The woman said, “Believe me, I hope so.”
There were two chairs in the anteroom, a bare low table, and Wei Addressing the Chemotherapists. Chip decided that if they made him tell he would try not to mention Snowflake’s light skin and Lilac’s less-slanted-than-normal eyes.
The member came back and held the door open.
They went into a large office. A gaunt gray-haired member in his fifties—Jesus HL—was seated behind a large untidy desk. He nodded to the doctors as they approached, and looked absently at Chip. He waved a hand toward a chair facing the desk. Chip sat down in it.
The woman doctor handed Jesus HL the clipboard. “This doesn’t feel right to me,” she said. “I’m afraid he’s malingering.”
“Contrary to the enzymological evidence,” the other doctor said.
Jesus HL leaned back in his chair and studied the report form. The doctors stood by the side of the desk, watching him. Chip tried to look curious but not concerned. He watched Jesus HL for a moment, and then looked at the desk. Papers of all sorts were piled and scattered on it and lay drifted over an old-style telecomp in a scuffed case. A drink container jammed with pens and rulers stood beside a framed snapshot of Jesus HL, younger, smiling in front of Uni’s dome. There were two souvenir paperweights, an unusual square one from CHI61332 and a round one from ARG20400, neither of them on paper.
Jesus HL turned the clipboard end for end and peeled the form down and read the back of it.

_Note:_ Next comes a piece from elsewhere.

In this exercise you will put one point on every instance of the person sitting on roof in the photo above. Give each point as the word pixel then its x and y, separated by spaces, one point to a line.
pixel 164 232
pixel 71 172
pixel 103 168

“What I would like to do, Jesus,” the woman doctor said, “is keep him here overnight and run some of the tests again tomorrow.”
“Wasting—” the man said.
“Or better still,” the woman said, louder, “question him now under TP.”
“Wasting time and supplies,” the man said.
“What are we, doctors or efficiency analyzers?” the woman asked him sharply.
Jesus HL put down the clipboard and looked at Chip. He got up from his chair and came around the side of the desk, the doctors stepping back quickly to let him pass. He came and stood directly in front of Chip’s chair, tall and thin, his red-crossed coveralls stained with yellow spots.
He took Chip’s hands from the chair arms, turned them over, and looked at the palms, which glistened with sweat.
He let one hand go and held the wrist of the other, his fingers at the pulse. Chip made himself look up, unconcernedly. Jesus HL looked quizzically at him for a moment and then suspected—no, knew—and smiled his knowledge contemptuously. Chip felt hollow, beaten.
Jesus HL took hold of Chip’s chin, bent over, and looked closely at his eyes. “Open your eyes as wide as you can,” he said. His voice was King’s. Chip stared at him.